Monday, September 21, 2009

My Inspiration

My grandmother, Vera, had six children. In 1949, five of them were stricken with polio before they had reached their teenage years. My father was severely affected, losing the use of one arm and one leg. But by far the hardest hit was my Uncle Rudy. At age 8, he was nearly killed by the disease. He needed an iron lung, but none were available. Machinists in Bloomington, Illinois heard of his plight, got together, and came up with a "wooden lung."

That wooden lung saved my uncle's life, and he proceeded to live longer than anyone could have anticipated.

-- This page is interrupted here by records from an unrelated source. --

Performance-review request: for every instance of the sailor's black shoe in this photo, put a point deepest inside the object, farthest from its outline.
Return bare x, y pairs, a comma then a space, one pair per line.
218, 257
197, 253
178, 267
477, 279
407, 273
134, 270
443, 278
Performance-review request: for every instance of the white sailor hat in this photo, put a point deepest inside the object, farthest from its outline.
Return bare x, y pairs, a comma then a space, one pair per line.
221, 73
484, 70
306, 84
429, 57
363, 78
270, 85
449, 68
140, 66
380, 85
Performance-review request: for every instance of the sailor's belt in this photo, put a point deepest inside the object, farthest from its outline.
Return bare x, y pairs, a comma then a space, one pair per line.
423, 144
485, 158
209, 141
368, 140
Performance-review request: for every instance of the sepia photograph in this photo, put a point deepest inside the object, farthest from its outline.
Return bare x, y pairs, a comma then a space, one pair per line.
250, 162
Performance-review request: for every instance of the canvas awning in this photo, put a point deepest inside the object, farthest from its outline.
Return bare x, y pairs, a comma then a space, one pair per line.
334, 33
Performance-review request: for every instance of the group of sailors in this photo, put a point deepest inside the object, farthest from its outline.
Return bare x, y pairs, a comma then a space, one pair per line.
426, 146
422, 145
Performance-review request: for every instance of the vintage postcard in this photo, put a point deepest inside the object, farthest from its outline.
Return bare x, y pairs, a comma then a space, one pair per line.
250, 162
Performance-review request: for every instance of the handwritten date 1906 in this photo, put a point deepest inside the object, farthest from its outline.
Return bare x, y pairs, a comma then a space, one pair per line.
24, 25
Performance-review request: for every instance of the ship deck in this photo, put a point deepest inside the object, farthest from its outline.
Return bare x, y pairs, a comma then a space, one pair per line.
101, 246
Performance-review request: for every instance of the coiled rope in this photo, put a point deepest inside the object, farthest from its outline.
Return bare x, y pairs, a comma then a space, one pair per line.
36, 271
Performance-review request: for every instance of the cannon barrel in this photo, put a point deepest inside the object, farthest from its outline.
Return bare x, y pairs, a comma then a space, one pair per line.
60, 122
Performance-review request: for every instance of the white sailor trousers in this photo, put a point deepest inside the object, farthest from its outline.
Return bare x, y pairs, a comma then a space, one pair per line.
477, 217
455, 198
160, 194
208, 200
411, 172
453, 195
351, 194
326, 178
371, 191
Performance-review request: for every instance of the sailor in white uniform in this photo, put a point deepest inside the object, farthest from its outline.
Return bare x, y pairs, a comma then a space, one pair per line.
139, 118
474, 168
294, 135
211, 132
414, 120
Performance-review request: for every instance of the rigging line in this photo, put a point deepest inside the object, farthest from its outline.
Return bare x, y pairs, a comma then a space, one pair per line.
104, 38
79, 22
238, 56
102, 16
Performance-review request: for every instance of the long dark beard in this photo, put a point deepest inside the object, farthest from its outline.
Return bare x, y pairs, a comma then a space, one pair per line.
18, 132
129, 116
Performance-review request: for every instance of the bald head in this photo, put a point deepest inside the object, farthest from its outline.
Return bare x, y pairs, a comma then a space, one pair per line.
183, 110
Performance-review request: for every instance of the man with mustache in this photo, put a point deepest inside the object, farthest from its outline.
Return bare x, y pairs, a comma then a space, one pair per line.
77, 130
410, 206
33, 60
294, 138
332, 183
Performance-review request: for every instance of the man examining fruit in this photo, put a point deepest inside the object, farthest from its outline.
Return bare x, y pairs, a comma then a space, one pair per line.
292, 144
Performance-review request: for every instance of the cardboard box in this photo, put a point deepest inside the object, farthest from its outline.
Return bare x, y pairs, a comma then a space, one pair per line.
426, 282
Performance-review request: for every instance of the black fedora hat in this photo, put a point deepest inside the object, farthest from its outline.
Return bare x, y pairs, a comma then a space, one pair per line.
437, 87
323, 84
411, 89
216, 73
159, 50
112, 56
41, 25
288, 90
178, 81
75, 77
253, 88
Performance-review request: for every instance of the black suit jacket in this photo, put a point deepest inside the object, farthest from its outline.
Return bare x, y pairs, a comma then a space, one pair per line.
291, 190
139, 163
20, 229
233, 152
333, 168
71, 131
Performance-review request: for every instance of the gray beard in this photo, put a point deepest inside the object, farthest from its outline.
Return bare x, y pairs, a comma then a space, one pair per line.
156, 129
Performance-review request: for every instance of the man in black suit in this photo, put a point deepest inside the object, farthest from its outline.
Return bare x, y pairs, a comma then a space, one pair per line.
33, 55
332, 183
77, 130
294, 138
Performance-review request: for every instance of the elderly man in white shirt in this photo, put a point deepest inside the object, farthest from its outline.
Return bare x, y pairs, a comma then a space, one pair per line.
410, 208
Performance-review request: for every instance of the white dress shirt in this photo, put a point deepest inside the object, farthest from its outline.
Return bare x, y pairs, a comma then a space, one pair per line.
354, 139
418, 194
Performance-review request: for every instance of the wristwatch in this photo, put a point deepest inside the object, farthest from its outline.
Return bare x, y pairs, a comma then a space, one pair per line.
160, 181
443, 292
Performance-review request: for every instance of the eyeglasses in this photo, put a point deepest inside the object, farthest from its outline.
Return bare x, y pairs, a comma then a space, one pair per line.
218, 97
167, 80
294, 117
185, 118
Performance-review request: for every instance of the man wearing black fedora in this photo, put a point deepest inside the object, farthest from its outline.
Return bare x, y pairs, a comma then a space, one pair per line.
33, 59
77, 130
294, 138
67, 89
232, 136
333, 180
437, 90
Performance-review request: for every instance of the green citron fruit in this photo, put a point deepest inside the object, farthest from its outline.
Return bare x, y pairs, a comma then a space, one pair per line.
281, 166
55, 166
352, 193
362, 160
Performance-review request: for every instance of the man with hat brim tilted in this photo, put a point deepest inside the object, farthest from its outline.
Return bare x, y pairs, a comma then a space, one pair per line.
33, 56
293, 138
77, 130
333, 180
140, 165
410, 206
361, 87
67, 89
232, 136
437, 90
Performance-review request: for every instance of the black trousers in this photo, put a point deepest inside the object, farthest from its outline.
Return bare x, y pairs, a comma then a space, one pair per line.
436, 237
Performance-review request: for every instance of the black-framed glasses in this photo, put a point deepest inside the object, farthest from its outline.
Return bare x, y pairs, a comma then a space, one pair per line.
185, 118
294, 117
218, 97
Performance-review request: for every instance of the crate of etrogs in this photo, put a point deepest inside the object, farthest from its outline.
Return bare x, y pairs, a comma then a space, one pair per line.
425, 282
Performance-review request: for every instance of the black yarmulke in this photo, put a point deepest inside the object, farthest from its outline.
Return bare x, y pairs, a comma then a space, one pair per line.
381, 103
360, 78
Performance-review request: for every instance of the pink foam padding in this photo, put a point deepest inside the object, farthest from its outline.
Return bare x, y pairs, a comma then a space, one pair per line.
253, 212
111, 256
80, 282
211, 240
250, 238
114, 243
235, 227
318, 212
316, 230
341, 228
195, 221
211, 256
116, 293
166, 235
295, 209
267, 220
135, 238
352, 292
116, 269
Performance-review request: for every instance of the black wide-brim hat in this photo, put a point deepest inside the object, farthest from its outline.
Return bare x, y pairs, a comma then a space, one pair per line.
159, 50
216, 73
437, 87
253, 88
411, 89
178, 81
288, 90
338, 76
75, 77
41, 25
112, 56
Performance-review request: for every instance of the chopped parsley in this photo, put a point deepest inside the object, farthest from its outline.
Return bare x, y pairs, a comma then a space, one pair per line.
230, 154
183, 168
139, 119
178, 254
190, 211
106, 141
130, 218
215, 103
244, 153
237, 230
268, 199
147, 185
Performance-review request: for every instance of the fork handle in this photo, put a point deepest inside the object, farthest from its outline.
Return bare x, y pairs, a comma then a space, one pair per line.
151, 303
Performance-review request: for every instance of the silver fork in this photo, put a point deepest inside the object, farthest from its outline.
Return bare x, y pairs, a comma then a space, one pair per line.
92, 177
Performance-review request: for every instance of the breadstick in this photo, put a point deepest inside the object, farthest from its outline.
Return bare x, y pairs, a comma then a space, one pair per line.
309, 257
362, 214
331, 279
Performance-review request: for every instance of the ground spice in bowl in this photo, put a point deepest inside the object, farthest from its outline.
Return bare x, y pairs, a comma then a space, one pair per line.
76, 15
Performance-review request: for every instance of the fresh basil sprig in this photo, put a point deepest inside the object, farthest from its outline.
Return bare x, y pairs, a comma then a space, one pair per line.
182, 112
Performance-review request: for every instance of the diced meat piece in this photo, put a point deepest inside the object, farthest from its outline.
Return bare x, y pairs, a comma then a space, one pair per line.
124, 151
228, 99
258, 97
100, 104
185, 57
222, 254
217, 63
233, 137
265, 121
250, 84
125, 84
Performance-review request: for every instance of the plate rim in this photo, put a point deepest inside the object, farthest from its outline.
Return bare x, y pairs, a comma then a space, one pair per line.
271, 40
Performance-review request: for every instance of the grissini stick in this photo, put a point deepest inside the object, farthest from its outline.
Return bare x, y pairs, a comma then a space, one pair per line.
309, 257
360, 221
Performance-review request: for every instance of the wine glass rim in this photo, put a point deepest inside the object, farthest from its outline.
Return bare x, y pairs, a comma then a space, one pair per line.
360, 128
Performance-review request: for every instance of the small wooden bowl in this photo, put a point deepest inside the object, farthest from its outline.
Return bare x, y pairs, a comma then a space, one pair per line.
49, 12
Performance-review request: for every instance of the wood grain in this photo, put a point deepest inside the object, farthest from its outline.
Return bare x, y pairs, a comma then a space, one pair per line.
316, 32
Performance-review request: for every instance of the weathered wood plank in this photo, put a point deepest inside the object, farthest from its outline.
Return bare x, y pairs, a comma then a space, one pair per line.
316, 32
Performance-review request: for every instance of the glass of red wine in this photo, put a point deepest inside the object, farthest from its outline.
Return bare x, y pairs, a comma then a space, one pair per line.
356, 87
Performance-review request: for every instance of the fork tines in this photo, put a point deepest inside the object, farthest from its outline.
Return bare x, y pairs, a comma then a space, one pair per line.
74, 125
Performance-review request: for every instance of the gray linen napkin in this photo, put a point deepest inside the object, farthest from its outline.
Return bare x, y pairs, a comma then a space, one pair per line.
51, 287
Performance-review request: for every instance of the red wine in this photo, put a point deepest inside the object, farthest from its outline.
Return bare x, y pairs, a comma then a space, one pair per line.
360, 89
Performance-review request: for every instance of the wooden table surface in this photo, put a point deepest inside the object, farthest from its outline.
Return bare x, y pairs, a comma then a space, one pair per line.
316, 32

The one who took care of him day in and day out for nearly 60 years was my grandmother. She passed away last year before I had a chance to ask her how she did it.


Marie said...

What a great testament to your grandmother.

I suspect she did it the same way all strong women do hard things: she just got on with what had to be done.

Love for your child carries you through.

Anonymous said...

What a wonderful story.She would tell you with a lot of patience, love, and hard work.You have those qualities and I admire you for it.Love and hugs,Dede

Herrad said...

Hi Steve,
Your grandmother sounds like she was quite a woman.
A very strong woman too and I am sure a great grandmother.

Cranky said...

Steve - I think Herrad has simply and eloquently captured my thoughts about your grandmother. Thanks for the story.

Lynne said...

I saw your post on the DIY site about the wooden lung after I submitted my comment. Dr. Dolley was my great uncle and just yesterday I came across some papers regarding the wooden lung and did a little bit of internet searching. What a fascinating story.